Something particularly noteworthy is that as a virtual reality platform, the sense of taste, which food revolves around, would be hardest to recreate. Surely the “Realskyn” and the visor, as described in the book would be able to recreate the sense of touch, sight and hearing and perhaps also smell, but the sense of taste . Maybe it is the character’s quite visceral response to food, and the fact that the characters eat the Chef’s food and enjoy it that truly blurs the lines between reality and virtual space.
Even outside of the simulation, the narrator clearly mentions the ‘single kitchen’ reality that connects all the various restaurants in the TREPP, and at the end, Tallulah cuts off her hair in a walk in freezer, using a scissor borrowed from one of the people working in the kitchen.
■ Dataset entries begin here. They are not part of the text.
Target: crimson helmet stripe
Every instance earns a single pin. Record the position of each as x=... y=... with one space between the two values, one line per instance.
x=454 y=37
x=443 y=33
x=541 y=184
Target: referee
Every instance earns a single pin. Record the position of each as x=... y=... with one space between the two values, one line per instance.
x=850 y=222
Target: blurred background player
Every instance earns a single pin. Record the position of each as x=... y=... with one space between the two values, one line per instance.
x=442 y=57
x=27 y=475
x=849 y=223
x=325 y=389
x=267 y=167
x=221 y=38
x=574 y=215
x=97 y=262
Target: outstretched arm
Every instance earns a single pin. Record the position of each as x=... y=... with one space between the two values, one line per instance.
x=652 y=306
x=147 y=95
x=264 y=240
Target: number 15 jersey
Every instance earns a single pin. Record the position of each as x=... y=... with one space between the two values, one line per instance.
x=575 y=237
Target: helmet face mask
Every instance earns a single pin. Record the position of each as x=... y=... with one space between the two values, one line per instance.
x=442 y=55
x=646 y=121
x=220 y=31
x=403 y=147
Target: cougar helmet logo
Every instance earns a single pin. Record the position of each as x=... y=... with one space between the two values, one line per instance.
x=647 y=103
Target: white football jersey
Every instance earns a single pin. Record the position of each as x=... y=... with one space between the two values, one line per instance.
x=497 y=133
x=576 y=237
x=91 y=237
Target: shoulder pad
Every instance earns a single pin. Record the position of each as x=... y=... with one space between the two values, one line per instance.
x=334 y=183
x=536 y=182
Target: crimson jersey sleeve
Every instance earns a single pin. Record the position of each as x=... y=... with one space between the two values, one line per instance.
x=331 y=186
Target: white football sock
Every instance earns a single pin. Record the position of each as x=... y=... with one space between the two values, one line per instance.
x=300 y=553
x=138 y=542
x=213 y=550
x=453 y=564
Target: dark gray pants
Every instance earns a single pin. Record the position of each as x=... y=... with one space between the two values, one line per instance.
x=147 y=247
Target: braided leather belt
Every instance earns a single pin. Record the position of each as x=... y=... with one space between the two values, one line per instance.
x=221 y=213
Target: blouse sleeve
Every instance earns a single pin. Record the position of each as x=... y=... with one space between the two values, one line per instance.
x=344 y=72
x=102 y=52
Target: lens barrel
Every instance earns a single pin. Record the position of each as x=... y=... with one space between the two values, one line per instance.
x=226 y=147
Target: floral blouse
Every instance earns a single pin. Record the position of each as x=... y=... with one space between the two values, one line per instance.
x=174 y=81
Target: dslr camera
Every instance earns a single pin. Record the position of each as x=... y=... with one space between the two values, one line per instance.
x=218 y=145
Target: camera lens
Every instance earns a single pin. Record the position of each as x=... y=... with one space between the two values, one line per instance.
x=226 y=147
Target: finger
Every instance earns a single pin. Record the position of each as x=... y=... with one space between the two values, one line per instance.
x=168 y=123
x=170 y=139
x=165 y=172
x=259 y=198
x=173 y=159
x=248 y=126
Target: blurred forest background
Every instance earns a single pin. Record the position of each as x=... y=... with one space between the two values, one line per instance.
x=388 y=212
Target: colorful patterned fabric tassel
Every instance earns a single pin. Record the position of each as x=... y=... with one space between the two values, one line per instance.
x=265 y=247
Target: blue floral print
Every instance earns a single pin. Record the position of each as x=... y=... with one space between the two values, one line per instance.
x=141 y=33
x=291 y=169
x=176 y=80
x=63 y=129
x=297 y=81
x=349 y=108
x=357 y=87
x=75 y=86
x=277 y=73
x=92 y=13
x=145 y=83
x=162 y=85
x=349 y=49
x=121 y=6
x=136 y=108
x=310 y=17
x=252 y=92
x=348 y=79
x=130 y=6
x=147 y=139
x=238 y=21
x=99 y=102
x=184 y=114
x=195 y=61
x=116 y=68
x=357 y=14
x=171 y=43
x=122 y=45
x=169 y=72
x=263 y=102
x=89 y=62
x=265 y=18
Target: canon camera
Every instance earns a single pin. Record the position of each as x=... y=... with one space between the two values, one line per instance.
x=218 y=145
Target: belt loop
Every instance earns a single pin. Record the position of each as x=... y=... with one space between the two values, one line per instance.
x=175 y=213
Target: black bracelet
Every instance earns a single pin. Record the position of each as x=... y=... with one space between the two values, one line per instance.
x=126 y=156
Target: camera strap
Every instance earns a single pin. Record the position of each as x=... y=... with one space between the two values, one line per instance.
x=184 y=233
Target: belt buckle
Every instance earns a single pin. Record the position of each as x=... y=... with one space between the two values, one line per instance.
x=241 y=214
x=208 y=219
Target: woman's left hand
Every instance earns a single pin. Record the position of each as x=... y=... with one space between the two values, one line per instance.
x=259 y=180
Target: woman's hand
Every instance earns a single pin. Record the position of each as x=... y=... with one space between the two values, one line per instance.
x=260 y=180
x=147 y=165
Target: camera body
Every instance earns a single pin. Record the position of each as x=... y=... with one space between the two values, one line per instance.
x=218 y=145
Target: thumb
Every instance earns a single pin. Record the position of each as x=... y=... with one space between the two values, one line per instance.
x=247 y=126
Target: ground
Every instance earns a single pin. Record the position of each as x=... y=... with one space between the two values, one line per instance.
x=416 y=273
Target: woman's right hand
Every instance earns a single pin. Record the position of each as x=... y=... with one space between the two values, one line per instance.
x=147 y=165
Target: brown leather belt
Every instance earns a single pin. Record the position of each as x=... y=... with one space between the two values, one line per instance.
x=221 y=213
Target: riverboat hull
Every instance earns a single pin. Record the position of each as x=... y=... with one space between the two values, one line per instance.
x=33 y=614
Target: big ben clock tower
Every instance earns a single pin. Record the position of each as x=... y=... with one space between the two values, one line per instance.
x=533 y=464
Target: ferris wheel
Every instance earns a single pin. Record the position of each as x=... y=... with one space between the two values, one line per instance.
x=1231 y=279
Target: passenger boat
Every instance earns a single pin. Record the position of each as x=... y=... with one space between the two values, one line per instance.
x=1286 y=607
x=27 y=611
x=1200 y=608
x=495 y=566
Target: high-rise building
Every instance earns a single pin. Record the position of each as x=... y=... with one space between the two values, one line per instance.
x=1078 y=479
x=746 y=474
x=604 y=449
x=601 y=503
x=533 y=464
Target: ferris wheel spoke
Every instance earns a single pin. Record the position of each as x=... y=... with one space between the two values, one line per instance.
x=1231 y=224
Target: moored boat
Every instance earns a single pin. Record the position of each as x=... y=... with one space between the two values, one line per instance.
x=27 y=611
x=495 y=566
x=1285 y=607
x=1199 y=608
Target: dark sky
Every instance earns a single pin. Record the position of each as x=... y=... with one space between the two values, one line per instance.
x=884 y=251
I can’t quite piece together the connection, but I think Hausman definitely intended there to be one.
Really thought-provoking questions here! I hadn’t noticed the past tense/present tense distinctions in the chapters until I read your blog post (which is funny b/c I pay so much attention to that in students’ essays!). I think we came to some interesting possibilities with that distinction in our seminar discussions.
And I hadn’t really thought about the Old Medicine Man and the Chef both being in a different time and place in the game, so both being connected in that way (if not in other ways). The Chef provides sustenance to the Misfits and to the tourists who end up joining the Misfits, while the Old Medicine Man provides some kind of sustenance to the tourists–but sustenance that is false and that only focuses on what they want to hear. I think your point above that the focus on food may be a way to bridge VR and reality makes sense. The Misfits need to eat because they are in a way more real than the other characters (they can resist their programming, even if it’s difficult, and they have much wider knowledge of the world and history).
But I must admit that overall I am still quite confused by many aspects of this novel.